Approaching the end of my senior year at Cooper Union for the Advancement of Science and Art, I was mentally and emotionally drained from 8 years of fine art education. My bachelor’s studies felt like a grueling marathon throughout which I had to constantly prove my brilliance to my peers and professors. Sometimes I succeeded, either by managing to approximate the aesthetic that was celebrated there, or by ignoring it, and making something more intimate and personal, which was appreciated for being different. But for the most part, I was exhausted by the competition, and no longer intending to be an artist after graduation.
I began to view more cynically my path into art. I recalled the intense social anxiety that accompanied my move from private Jewish school to public school in 5th grade, and my discovery that drawing could get me praise. The popular girl asked me for a drawing of Garfield, which I made lovingly, that night. I entered the “art major” program in elementary school, and from there it was a snowball of positive feedback and increased mastery. As art came to define me, the humble beginnings of my talent were quickly forgotten.
Until senior year of Cooper Union.
Having identified my creative drive as essentially a weakness of character, I formulated a new aspiration as I approached graduation: to finish art school and live like a “normal person,” without the emotional crutch of art-making.
However, I still had a few months left in the institution, and several assignments looming. One of them was for a favourite professor of mine, Lisa Lawley. I came up with a kind of performance art piece as my final project. Testifying to her flexibility, I don’t even remember what class I was in with her- it might have been advanced drawing, but it definitely wasn’t performance art. This is what I did: posted fliers around school advertising free help to anyone who wanted an extra hand on an art project. I did about eleven such jobs, and they ranged from carrying equipment through the streets of NYC, to painting in delineated shapes on large sheets of paper. I was satisfied that I had invented a framework in which I could get class credit for basically menial labor bringing other people’s ideas to fruition.
I documented all these jobs in photos, and made a slideshow to present to Ms. Lawley’s class. “My Last Art Project” was a big success. It posed tough questions about authorship, and the preeminence of concept over execution in modern art. I also told the class of my plans to try living life like a regular person after graduation, and getting fulfilment from regular accomplishments. I remember Lisa probing me about my plans, but she ultimately gave me a good grade, and I finished art school.
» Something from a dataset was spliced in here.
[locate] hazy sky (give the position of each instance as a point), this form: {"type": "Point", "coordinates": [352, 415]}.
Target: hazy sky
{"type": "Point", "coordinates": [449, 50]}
Then I stepped into the story I had told. Living back at my parents’ house, I didn’t touch art for a whole year. During that time, I finally started doing check-ups to figure out why I had hardly menstruated for several years. My boyfriend of over two years, the one who had urged me to go to the doctor, ended our relationship. I had very disappointing and frustrating setbacks in some editing work I was doing for my parents. Doctors began telling my parents I was probably anorexic. A huge cyst was discovered in my ovary and I underwent surgery to remove it.
The “real life” I had been so anxiously awaiting shaped up to be the darkest year of my life. I had lost my faith in myself and in a Bigger Plan. Objectively, the pitfalls I was facing were not so devastating, but coming all together, and without an outlet through which to express them, to inject meaning into my experiences, it was exponentially more daunting.
I realised that, regardless of the true origins of my drive to create, that drive was what kept me alive. To pull myself out of this pit, I would have to make art. But this seemed harder than any assignment I had ever been given in art school. I had no constraints, but I had no inspiration either. When, during senior year, I had decided to stop making art, I had no idea how hard it would be to start again, if I ever chose to. This time, whatever I would produce would not be to satisfy a professor, or to manifest a brilliant idea granted from above, but to crawl on all fours and drag myself out the mud in which I had buried myself.